Aquinas formulated the Unmoved Mover Argument from Aristotle and adapted it to explain the Christian God. He was very careful to avoid infinite regress and actually used that as a reason NOT to believe in atheism. He also did not use the word motion to describe cause, like putting the planets in orbit around the Sun. Aquinas means change when he says motion, like moving from one state, like liquid, to another state, solid, for example, or forward through time. He also says that nothing can be changed (or moved) except by something that has already been changed. A good example of this would be how a hockey puck cannot move unless a hockey stick hits it and the stick cannot hit the puck unless something swings it and so on and so forth.

This sounds like infinite regress at first, but something else is happening here. Aquinas described motion as change, or moving from potentiality and actuality. Everything has potential to varying degrees. The hockey puck has potential to be hit and to hit something, like Jimmy Howard’s blocker pad. The stick has the potential to hit something, like the hockey puck, and to be swung by something like Justin Abdelkader. Justin Abdelkader has the potential to swing the stick, pick up the stick, throw the stick, or even play without the stick (that is not a very good idea). He has more potentiality than the stick and puck and can move that potentiality to more actuality than either. This chain eventually leads to something that is pure actuality, that is it has the ability to do everything and is doing everything at once.

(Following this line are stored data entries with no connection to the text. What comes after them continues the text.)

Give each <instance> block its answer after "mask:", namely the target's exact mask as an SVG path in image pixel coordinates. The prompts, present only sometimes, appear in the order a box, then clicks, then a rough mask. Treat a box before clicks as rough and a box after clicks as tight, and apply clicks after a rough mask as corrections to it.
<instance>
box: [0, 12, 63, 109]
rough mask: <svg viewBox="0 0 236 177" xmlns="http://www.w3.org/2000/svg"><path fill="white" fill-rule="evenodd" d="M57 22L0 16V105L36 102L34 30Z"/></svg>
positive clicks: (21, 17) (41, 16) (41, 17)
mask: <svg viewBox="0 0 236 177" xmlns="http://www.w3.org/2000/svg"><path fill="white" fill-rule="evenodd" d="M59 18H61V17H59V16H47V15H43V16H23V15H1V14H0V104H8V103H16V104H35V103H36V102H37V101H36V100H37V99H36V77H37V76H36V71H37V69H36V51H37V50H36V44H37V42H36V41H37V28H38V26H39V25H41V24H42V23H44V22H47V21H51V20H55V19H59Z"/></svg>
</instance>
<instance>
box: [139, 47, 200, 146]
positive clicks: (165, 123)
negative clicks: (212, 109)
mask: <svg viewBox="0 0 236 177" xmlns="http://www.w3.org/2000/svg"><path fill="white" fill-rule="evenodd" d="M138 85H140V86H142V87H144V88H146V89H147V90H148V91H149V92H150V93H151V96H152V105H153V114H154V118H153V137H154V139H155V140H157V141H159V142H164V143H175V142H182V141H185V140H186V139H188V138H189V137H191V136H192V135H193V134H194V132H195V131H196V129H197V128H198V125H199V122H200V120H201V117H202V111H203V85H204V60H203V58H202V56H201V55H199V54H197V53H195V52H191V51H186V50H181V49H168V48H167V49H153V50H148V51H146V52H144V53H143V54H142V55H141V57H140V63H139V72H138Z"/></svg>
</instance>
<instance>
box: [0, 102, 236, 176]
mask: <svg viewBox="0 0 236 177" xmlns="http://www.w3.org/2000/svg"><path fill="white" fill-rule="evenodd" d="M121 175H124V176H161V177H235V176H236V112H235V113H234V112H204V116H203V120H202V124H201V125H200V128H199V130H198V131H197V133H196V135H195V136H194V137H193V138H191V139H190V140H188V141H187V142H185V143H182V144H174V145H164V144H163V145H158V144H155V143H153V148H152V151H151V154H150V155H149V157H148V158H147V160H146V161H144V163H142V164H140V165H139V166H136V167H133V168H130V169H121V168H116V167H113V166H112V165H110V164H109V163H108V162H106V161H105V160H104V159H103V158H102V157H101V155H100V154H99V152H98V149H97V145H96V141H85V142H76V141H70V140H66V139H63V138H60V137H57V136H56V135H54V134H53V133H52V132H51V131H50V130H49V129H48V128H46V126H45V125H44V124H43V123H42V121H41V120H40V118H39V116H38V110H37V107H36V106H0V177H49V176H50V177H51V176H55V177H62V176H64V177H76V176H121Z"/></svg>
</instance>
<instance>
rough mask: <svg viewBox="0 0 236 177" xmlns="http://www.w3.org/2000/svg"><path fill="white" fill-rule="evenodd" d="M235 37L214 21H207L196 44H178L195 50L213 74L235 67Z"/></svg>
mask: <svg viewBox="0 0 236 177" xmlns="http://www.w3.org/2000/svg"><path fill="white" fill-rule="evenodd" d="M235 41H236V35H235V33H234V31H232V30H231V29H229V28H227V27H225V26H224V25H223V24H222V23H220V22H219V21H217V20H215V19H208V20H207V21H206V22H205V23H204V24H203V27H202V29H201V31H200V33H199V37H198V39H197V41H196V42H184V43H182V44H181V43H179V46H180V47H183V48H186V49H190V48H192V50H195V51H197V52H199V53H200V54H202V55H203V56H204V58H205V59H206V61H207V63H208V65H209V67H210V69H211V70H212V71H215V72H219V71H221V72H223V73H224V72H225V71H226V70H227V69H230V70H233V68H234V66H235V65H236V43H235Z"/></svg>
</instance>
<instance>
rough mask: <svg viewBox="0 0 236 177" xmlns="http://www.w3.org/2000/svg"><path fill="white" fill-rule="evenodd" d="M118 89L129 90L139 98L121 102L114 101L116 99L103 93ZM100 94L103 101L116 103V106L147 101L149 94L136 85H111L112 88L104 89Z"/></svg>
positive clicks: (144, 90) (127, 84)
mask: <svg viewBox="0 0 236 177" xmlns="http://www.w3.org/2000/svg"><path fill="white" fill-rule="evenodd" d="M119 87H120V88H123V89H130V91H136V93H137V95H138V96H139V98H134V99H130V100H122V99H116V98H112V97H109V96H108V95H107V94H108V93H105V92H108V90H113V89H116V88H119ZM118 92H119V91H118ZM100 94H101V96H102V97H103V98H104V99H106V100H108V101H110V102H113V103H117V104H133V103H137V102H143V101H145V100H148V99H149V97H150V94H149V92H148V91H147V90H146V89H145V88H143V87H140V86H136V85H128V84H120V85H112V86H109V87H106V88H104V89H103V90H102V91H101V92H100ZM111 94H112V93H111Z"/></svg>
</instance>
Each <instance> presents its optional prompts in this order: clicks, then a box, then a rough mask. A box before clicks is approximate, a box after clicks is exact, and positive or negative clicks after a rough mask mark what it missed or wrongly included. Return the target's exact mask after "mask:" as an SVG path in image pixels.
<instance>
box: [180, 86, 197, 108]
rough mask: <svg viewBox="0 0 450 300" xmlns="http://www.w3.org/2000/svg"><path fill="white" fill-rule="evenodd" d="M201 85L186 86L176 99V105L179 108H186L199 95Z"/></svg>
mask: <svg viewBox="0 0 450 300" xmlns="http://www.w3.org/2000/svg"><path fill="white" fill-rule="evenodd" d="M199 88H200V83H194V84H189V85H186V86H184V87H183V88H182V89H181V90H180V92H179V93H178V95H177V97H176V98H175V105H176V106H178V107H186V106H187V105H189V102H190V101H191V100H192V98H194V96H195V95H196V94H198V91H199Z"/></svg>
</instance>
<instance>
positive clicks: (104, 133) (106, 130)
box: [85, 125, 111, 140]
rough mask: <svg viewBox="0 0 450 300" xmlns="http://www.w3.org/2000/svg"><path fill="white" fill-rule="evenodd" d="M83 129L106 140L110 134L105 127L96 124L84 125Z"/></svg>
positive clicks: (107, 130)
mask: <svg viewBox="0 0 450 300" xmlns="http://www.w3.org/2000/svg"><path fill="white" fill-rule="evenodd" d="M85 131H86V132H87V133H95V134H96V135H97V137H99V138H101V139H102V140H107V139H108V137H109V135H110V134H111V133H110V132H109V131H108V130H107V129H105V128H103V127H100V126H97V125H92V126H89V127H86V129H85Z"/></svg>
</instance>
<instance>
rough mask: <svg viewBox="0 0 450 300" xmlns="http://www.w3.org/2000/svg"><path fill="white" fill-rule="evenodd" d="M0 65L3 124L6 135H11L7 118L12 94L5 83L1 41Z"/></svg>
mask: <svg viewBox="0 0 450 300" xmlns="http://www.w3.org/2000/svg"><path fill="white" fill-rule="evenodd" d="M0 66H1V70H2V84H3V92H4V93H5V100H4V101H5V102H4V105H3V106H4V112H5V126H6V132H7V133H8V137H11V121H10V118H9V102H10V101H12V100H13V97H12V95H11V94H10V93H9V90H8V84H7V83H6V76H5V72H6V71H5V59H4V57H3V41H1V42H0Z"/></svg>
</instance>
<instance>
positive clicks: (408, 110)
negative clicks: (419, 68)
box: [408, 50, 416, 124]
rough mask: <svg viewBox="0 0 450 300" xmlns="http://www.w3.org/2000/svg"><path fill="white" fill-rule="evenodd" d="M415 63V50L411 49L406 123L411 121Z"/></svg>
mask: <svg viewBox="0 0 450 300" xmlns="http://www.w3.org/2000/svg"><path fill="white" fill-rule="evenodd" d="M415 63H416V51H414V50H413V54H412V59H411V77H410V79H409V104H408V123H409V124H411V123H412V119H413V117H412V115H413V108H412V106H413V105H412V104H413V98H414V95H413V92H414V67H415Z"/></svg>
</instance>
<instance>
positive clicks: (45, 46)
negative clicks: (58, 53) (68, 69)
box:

A being like this is the Unmoved Mover. It is a being that is so transcendent that it is everywhere at once and doing everything at once. It is nothing but being, in the most literal sense of the word. There is no need to ask “who moved the Mover?” because the Mover is self-actualizing. It is the pinnacle of being. Dawkins’s question seems foolish once the Argument from the Unmoved Mover is properly explained.

The really fascinating thing part of all this God called himself the Unmoved Mover in the Old Testament when Moses asked God what his name was. God said his name is “I am.” There are no qualifiers and no distinguishing potentialities, just pure being. That is amazing. God told Moses that he is the Unmoved Mover centuries before Aristotle first conceived about it and several millennia before Thomas Aquinas expanded it. God is. That’s all.